Thursday, 6 May 2010
Child Care (Amendment) Bill 2009: Report and Final Stages
Ciarán Cannon (Fine Gael)
I move amendment No. 1:
In page 6, between lines 6 and 7, to insert the following:
"3.—The Minister shall within three months of the commencement of this Act, publish a report on the provision of secure care under this Act which shall include consideration of how such provision compares with best practice internationally.".
I welcome the Minister of State. This amendment has been submitted by Fine Gael because it believes the Bill gives us, as a nation, an opportunity to address meaningfully the shortcomings of our child care system. If the amendment is accepted, it will represent a strong signal from the Government of its intent to ensure the highest standards of care are achieved in all care facilities, particularly the secure care facilities to which this legislation pertains. My colleague, Senator Fitzgerald, pointed out during the Committee Stage debate that a stay in a secure unit should be a positive and therapeutic experience for a child, but, unfortunately, the opposite seems to be the case for many children. When I listened to a recent radio interview with Ms Louise Rafter, I was deeply saddened by her account of her experience in a secure unit. She described how, as a ten year old girl, she had been incarcerated in a bare-walled room that had a bed glued to the floor. She was left there for two weeks in pain and distress.
The amendment would require the Minister to give a commitment that within three months he or she would "publish a report on the provision of secure care under this Act". The Minister of State may consider the relevant period should be extended to six or 12 months.
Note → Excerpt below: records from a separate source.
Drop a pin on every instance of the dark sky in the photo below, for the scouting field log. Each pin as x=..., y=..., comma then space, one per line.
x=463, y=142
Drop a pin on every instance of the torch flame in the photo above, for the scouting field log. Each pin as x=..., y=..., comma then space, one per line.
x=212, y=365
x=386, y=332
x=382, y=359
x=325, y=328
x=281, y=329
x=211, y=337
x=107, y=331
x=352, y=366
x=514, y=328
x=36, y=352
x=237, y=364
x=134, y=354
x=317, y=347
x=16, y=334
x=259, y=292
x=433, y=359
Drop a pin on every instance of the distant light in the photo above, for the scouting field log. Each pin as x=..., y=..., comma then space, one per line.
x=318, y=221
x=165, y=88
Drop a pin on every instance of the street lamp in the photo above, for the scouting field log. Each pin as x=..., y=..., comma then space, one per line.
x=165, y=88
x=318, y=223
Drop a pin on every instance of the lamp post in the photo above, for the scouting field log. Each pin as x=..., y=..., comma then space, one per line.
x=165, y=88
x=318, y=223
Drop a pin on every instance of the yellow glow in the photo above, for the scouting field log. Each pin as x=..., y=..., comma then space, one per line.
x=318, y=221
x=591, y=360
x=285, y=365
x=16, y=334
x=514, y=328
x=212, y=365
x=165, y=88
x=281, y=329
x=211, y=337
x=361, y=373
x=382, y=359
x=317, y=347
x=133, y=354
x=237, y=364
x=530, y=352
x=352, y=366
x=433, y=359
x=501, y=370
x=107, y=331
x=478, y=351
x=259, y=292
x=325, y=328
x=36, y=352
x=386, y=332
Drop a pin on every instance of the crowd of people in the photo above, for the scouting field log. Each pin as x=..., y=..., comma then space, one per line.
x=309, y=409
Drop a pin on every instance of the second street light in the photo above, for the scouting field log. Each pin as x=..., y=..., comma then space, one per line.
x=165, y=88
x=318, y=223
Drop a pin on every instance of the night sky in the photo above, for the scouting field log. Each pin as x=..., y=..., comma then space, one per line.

This proposal would ensure the experience of Ms Rafter and many others like her was never repeated.
A recently published HSE report, Inspiring Confidence in Children and Family Services: Putting Children First and Meaning It, concluded that when children were taken into care, factors such as the age of entry into care and the speed with which action was taken to rehabilitate or find long-term alternatives were critical. It was chilling to learn in the report that a child over the age of ten years who had been in care for more than one year was likely to remain in care for the rest of his or her childhood.
I welcome the Minister of State's response on Committee Stage when he indicated that he wanted to adhere to or surpass the very best international child care practice. The amendment proposes that he should commission a report to establish how our services stand up to scrutiny and compare with best international practice. If the Minister of State seeks to reject the amendment, I will wonder why that is the case. I look forward to hearing his response.